Il est un peu tôt pour dresser un bilan de cette bizarrerie électorale. Je reste très dubitative sur le principe du binôme, au-delà du fait qu’il soit paritaire. Toutefois, les échos des administrations qui travaillent avec ces nouvelles assemblées - présidées en grande majorité par des hommes- sont que les modes de travail évoluent significativement. L’implication, l’exigence et la grande détermination de ces élues semblent être quelques lignes de force. Mais il faudra confirmer cela dans le temps…

Pensez-vous que l'exercice des responsabilités politiques par les femmes puisse être source d'une plus grande éthique au pouvoir ? Qu'une plus grande place accordée aux femmes permette de revenir à davantage de morale républicaine en politique?

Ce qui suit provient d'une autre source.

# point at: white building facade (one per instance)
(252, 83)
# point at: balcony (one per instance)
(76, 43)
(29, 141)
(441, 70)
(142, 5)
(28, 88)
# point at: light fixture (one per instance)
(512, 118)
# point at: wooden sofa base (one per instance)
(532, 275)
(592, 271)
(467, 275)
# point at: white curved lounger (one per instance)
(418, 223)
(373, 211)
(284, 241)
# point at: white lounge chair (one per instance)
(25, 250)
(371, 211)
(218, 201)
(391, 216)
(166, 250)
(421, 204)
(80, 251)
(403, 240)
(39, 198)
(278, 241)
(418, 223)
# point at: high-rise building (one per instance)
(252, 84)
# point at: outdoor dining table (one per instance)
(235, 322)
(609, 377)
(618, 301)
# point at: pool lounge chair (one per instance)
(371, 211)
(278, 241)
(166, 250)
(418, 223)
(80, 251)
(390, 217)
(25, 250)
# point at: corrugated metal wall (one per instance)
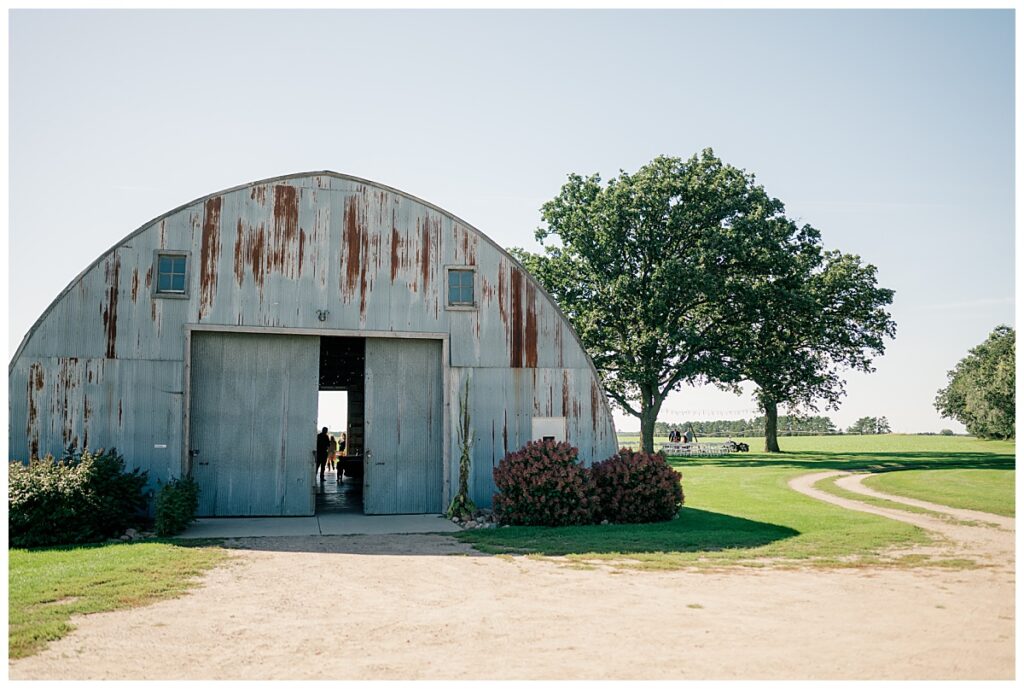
(253, 424)
(103, 367)
(404, 405)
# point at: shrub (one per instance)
(80, 499)
(543, 484)
(636, 487)
(177, 502)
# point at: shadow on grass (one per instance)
(875, 462)
(694, 531)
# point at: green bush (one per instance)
(82, 498)
(177, 502)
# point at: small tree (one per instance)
(982, 387)
(869, 426)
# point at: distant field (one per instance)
(740, 511)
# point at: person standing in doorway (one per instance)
(323, 447)
(331, 453)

Voilà bien une question assez machiste finalement ! De façon provocatrice, je vous répondrais bien volontiers que les femmes revendiquent aussi leur droit à l’immoralité ! Plus sérieusement, je crois que les femmes sont plus "neuves" en politique. Elles souhaitent réussir leur mission et être utiles de façon pragmatique, proche du terrain. Peut-être sont-elles moins enclines à la course au pouvoir et donc moins vulnérables aux tentations qui peuvent se présenter. Mais, plus que l’apport de la parité pour les femmes, je pense que c’est l’arrivée d’une nouvelle génération en politique qui coupera avec des pratiques que plus personne ne peut accepter.